Если Москва во всех инстанциях согласится, я тогда, с Вашего позволения, так или иначе переправлю рукописи Вам. Я верю, что Вы мой и Козликин настоящий друг и будете моей опорой в этом деле. Сейчас у меня вся надежда на Вас. Кроме того, у Фортунатова крепкие связи с Музеем Глинки. Хотя он успел мне со странной злобой и раздражением сказать, что директриса Музея «Вас обдерет, как липку и постарается всё приобрести по дешевке». Прелестная фраза, словно речь идет об охотнорядцах, оптом покупающих товар – мясо, рыбу и птицу. Меня передернуло, и стало тошно.
Конечно, при пенсии в восемьдесят рублей я далеко не Крез, на книжке никаких денег никогда не было и нет, и деньги, конечно, мне нужны, но торговаться, как на базаре, считаю постыдным и не буду. Но Музей молчит, и на мое письмо не ответили. Теперь уж буду думать, не станет ли там гадить Фортунатов.
Не могли ли Вы, Милочка, поговорить с директрисой и узнать, согласны ли они прислать ко мне Николая Николаевича Соколова. Рукописи предварительно разобраны. Я оставлю себе партитуры двух его опер и балет. Издам здесь маленькие вещи для небольших составов. Остальное всё передам Музею. Когда будут напечатаны партитуры, их тоже передам Музею.
Хотя три четверти из того, что было написано Алексеем, бродит по свету, и многое исчезло, по-видимому, бесследно, всё же много и осталось.
Насчет ЦГАЛИ, странно мне являться и говорить: «Приобретите рукописи Козловского».

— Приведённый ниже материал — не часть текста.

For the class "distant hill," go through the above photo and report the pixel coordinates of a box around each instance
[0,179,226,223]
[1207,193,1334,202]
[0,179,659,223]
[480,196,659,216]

…Здесь моей поддержкой, ежедневно, ежечасно, является Ян Борисович. Все, что сделано, с великими трудностями и преодолением, – это его усилиями.
Галина Козловская – Людмиле Чудовой-Дельсон
16 декабря 1977
Милочка, дорогой, дорогой дружок!
Не сердитесь, что не написала с Николаем Николаевичем и не поблагодарила за «благодатные напитки». Спасибо, милая, они были очень кстати, т. к. у нас тут «ни кофиев, ни чаев» нет в помине, если не считать грузинскую дрянь.
Не написала с ним из-за расстройства чувств, которые он не одобрял, согласно железной мужской логике. А моя логика сердца всему наперекор – здравому смыслу и полному пониманию – сокрушает меня печалью. Для меня уход из дома рукописей – это второй вынос, на этот раз его души. Мне приходилось это от него скрывать: человек он славный, но на редкость обидчивый.
Простились мы с ним хорошо и славно дружили, пока он тут работал. Он был несколько разочарован, что основных рукописей – главных сочинений Алексея Федоровича – не оказалось в архиве. Удивительная вещь, что Козлик, такой тщательный мастер при написании своих партитур, бывал чаще всего крайне беспечен и непредусмотрителен, выпуская их в мир. Он почти никогда не делал копий, писал без черновиков и отдавал единственную свою рукопись при продаже ведомствам и издательствам. Поэтому три четверти из написанного им бродит по свету и проваливается в недра различных библиотек, где почему-то, как правило, пропадает.